Considering last year’s conclusions from JAMA Internal Medicine’s famous ALLHAT trial (Anti-Hypertensive and Lipid-Lowering Treatment to Prevent Heart Attack), we can’t be surprised. In this study statins were found to carry “no benefit as primary prevention in the elderly“. Not only that, but the authors determined that, “statins may be producing untoward effects in the function or health of older adults that could offset any possible cardiovascular benefit.” This, folks, is talking about what are known in the medical community as ADVERSE EVENTS. The craziest thing about AE’s is that hundreds of studies (yes, hundreds) have shown that AE’s are only reported to the proper authorities slightly more than 1% of the time (not a misprint, click the link). This means that side effects for almost every drug or class of drug out there are far more common than anyone outside the research community would believe possible — a fact that phamra works hard at hiding from the general public. How does this pertain to statin drugs?

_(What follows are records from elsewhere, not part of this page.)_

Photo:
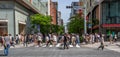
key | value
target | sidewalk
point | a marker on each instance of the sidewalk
(18, 46)
(114, 46)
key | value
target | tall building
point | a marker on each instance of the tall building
(75, 8)
(59, 20)
(53, 12)
(108, 14)
(15, 15)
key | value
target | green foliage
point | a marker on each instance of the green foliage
(76, 24)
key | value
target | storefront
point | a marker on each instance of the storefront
(110, 17)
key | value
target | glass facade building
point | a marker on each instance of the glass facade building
(111, 12)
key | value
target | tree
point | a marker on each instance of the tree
(41, 20)
(76, 24)
(57, 29)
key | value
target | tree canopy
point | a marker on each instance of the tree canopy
(76, 24)
(42, 21)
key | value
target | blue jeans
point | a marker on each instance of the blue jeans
(6, 49)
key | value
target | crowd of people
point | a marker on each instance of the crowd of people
(53, 40)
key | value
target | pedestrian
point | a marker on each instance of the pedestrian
(115, 38)
(12, 40)
(77, 40)
(111, 39)
(101, 46)
(39, 40)
(6, 44)
(17, 39)
(65, 41)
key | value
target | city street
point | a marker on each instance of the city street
(56, 52)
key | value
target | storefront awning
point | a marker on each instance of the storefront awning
(110, 25)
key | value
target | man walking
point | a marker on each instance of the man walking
(65, 41)
(6, 44)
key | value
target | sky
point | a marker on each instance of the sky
(65, 13)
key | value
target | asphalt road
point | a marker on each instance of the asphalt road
(57, 52)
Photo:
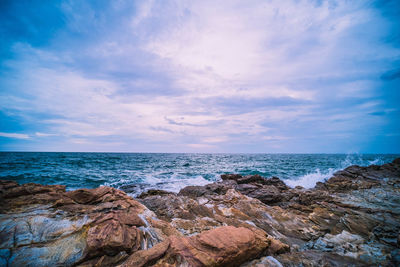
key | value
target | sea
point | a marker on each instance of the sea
(169, 171)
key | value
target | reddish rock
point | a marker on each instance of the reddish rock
(223, 246)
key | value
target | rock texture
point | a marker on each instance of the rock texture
(46, 226)
(352, 219)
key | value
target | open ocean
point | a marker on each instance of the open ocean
(171, 171)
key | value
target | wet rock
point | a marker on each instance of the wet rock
(223, 246)
(47, 226)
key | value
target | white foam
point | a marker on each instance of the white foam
(310, 180)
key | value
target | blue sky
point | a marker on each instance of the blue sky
(200, 76)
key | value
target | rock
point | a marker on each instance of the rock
(47, 226)
(222, 246)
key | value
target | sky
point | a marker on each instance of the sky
(254, 76)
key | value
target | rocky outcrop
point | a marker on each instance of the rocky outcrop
(352, 219)
(47, 226)
(223, 246)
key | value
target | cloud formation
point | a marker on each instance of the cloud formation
(200, 76)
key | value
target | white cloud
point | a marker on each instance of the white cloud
(14, 135)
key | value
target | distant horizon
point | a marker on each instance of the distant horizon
(271, 153)
(296, 76)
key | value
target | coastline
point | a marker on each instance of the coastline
(352, 219)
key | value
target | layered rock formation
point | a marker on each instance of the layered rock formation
(353, 219)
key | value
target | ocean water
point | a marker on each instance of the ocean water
(171, 171)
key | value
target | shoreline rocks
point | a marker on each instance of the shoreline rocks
(352, 219)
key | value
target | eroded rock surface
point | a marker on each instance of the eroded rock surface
(46, 226)
(353, 219)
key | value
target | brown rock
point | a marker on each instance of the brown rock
(223, 246)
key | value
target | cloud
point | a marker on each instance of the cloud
(14, 135)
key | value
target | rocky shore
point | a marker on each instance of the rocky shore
(352, 219)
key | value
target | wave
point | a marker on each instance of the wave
(310, 179)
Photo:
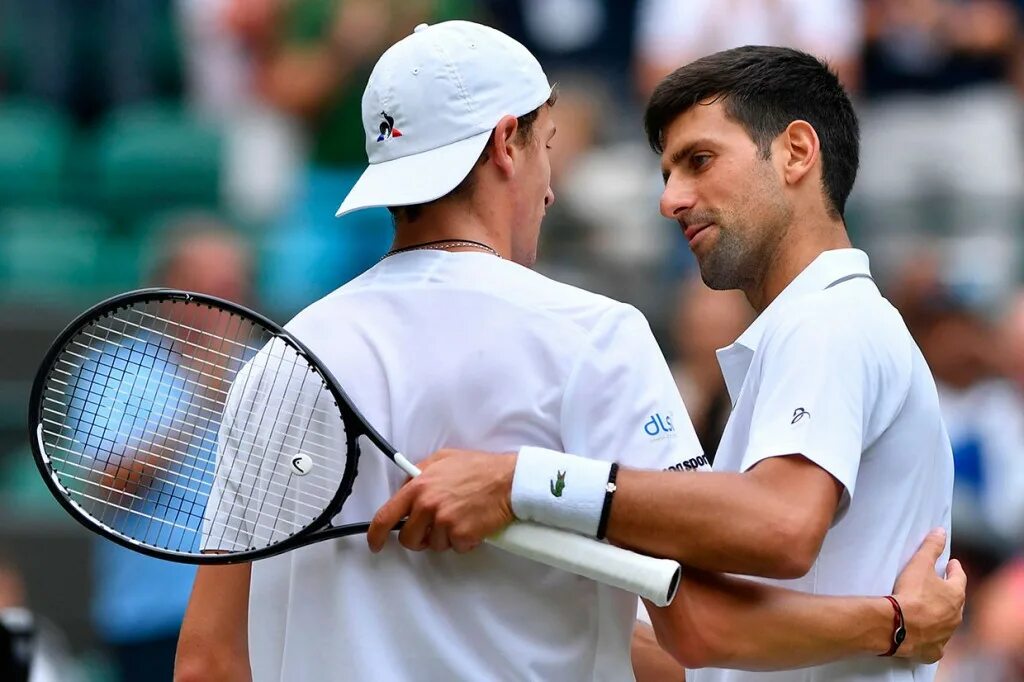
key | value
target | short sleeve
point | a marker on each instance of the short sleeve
(621, 402)
(819, 380)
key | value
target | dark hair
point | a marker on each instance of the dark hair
(523, 135)
(765, 89)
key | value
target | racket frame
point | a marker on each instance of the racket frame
(320, 528)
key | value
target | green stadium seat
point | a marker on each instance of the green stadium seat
(61, 255)
(152, 158)
(34, 143)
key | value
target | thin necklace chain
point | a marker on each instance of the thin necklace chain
(441, 245)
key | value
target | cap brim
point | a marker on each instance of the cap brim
(417, 178)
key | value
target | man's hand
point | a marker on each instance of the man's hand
(461, 498)
(933, 607)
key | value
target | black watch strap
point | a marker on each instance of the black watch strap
(609, 491)
(899, 628)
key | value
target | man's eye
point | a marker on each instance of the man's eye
(699, 160)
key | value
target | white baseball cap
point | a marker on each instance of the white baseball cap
(429, 108)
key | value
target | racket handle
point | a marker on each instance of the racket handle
(652, 579)
(655, 580)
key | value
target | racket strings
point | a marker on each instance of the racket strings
(184, 453)
(214, 413)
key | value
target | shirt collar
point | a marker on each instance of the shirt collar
(828, 268)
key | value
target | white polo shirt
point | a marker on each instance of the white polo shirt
(467, 350)
(829, 371)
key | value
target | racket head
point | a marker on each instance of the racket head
(81, 389)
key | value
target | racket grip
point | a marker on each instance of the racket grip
(652, 579)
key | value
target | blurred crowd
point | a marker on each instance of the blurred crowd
(206, 144)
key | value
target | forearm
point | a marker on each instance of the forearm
(716, 521)
(213, 643)
(722, 622)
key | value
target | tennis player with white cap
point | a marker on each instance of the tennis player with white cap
(450, 341)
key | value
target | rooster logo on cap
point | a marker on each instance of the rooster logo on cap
(387, 128)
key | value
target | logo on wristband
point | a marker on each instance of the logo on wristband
(558, 485)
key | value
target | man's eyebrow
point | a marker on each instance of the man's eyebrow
(679, 155)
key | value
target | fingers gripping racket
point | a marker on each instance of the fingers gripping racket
(192, 429)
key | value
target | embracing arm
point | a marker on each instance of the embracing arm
(214, 639)
(769, 521)
(723, 622)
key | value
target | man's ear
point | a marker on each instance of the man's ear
(502, 148)
(800, 150)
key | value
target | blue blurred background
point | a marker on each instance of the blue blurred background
(206, 143)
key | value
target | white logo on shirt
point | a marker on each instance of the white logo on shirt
(659, 426)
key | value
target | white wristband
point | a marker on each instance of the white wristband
(559, 489)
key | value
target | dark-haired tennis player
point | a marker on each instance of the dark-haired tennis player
(835, 463)
(452, 340)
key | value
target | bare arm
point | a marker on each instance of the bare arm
(769, 521)
(722, 622)
(214, 639)
(650, 662)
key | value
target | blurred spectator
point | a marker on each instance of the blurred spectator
(990, 647)
(591, 36)
(1013, 340)
(89, 56)
(264, 145)
(31, 648)
(312, 58)
(672, 33)
(706, 321)
(984, 415)
(940, 136)
(139, 601)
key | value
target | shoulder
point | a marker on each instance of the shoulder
(585, 309)
(852, 328)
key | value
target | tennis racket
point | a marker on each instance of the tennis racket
(193, 429)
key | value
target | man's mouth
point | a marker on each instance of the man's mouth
(692, 230)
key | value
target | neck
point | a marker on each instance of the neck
(796, 250)
(456, 222)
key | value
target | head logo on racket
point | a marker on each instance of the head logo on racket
(301, 464)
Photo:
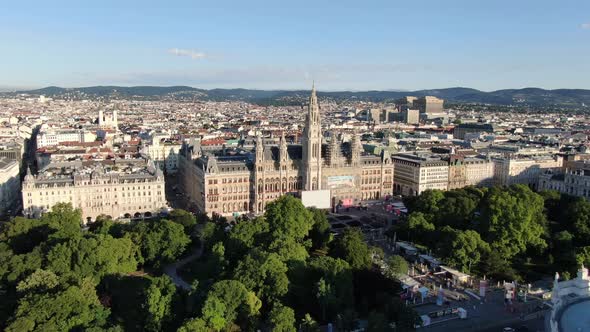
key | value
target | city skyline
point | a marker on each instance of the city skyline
(260, 45)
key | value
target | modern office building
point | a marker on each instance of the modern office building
(415, 173)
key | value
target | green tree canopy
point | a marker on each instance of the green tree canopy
(92, 256)
(64, 310)
(237, 303)
(281, 318)
(160, 241)
(351, 247)
(185, 218)
(264, 273)
(513, 220)
(467, 250)
(320, 233)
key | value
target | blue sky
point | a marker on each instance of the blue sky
(357, 45)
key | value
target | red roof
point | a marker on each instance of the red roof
(213, 142)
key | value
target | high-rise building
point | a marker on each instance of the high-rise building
(429, 105)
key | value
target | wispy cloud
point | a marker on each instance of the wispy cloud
(188, 53)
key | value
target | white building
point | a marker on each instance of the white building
(106, 121)
(52, 137)
(415, 173)
(164, 153)
(574, 181)
(524, 169)
(123, 188)
(9, 185)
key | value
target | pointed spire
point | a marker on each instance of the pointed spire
(259, 148)
(29, 176)
(313, 99)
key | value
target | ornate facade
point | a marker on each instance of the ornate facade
(243, 180)
(120, 189)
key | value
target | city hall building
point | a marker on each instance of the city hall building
(246, 180)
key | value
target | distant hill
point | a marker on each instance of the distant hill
(526, 96)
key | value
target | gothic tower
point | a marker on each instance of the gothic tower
(312, 145)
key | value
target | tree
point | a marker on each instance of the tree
(238, 302)
(420, 228)
(65, 220)
(194, 325)
(308, 324)
(92, 256)
(185, 218)
(583, 256)
(564, 252)
(351, 247)
(428, 201)
(578, 214)
(214, 313)
(281, 318)
(22, 235)
(40, 281)
(456, 209)
(159, 296)
(244, 236)
(397, 266)
(377, 322)
(264, 273)
(74, 307)
(513, 220)
(288, 221)
(332, 284)
(467, 249)
(160, 241)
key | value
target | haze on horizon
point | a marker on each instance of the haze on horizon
(351, 45)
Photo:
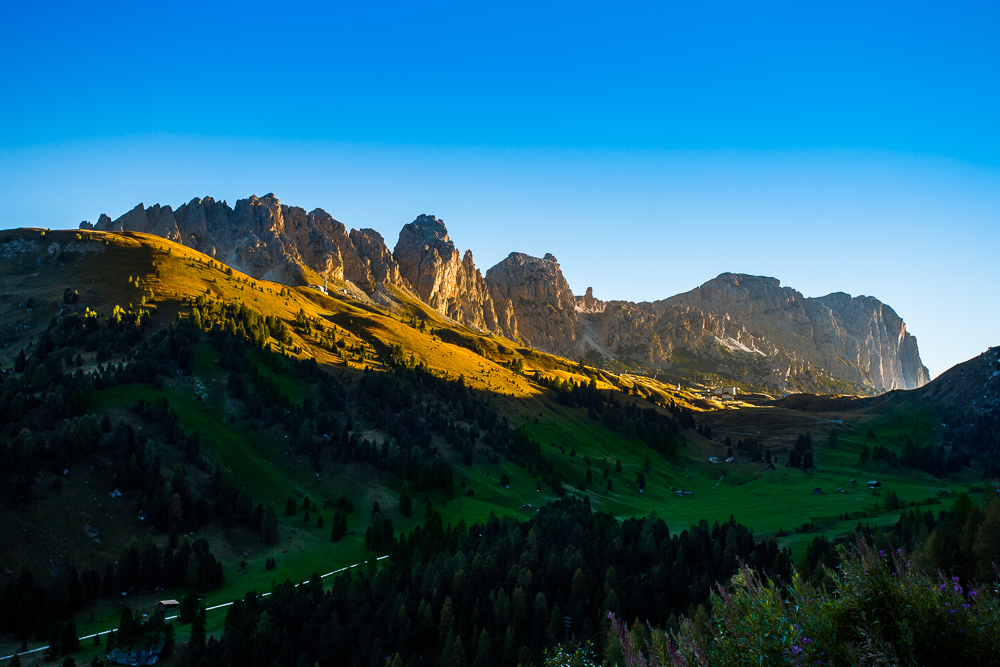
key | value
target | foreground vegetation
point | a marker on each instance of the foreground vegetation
(181, 430)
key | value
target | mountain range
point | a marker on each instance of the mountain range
(735, 329)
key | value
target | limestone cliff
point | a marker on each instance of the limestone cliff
(266, 239)
(735, 327)
(751, 329)
(453, 286)
(534, 302)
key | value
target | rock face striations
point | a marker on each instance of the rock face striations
(430, 264)
(736, 327)
(752, 330)
(534, 301)
(266, 239)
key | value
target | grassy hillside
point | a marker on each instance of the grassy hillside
(440, 370)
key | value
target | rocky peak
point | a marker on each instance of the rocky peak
(588, 303)
(431, 264)
(533, 293)
(266, 239)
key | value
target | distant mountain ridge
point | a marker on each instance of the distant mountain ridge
(735, 328)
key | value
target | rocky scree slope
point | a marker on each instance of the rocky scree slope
(747, 329)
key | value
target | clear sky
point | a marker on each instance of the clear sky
(650, 147)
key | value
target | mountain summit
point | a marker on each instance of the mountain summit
(734, 328)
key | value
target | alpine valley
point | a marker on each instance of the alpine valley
(250, 436)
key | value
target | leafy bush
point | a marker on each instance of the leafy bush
(881, 610)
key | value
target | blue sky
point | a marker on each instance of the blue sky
(837, 147)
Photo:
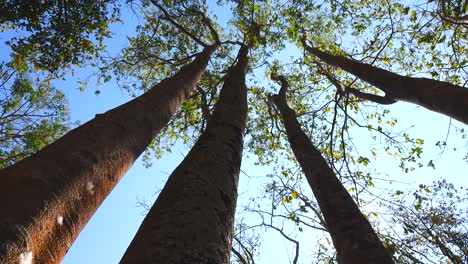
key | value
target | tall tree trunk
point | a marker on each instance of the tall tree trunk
(192, 219)
(438, 96)
(47, 199)
(354, 239)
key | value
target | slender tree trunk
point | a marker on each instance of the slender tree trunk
(438, 96)
(47, 199)
(192, 219)
(354, 239)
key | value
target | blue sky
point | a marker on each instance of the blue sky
(112, 228)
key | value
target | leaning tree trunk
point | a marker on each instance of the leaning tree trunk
(192, 219)
(438, 96)
(354, 239)
(46, 199)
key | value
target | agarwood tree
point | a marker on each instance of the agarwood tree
(337, 123)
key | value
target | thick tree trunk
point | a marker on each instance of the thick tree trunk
(441, 97)
(354, 239)
(47, 199)
(192, 219)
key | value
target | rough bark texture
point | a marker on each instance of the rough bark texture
(354, 239)
(441, 97)
(47, 199)
(192, 219)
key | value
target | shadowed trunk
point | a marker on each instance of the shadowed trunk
(354, 239)
(48, 198)
(192, 219)
(438, 96)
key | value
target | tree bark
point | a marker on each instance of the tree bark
(438, 96)
(354, 239)
(192, 219)
(47, 199)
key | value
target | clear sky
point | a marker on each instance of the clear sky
(112, 228)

The icing on the cake was a 2008 study from Beatrice Golomb’s (MD / Ph.D) Statin Research Group at Cal State San Diego (Statin Adverse Effects: A Review of the Literature and Evidence for a Mitochondrial Mechanism). Rather than going into great detail here, you can read THE POST I did earlier this year on the 10 year anniversary of this astounding study. Realize, however, that the bibliography was 900 studies long, going into detail on the many and sundry side effects of statin drugs. For those of you wondering why a “mitochondrial mechanism” is such a big deal, HERE is the post to look at. A couple years later, Martha Rosenberg did an interview with a renowned cardiologist and statin researcher whose CV reads like a Who’s Who in the field of cardiology (Dr. Barbara Roberts is director of the Women’s Cardiac Center at the Miriam Hospital in Providence and associate clinical professor of medicine at Brown University after spending two years at the National Heart, Lung and Blood Institute of the National Institutes of Health). Here are a few cherry-picked random tidbits of this interview (Do You Really Need That Statin? This Expert Says No).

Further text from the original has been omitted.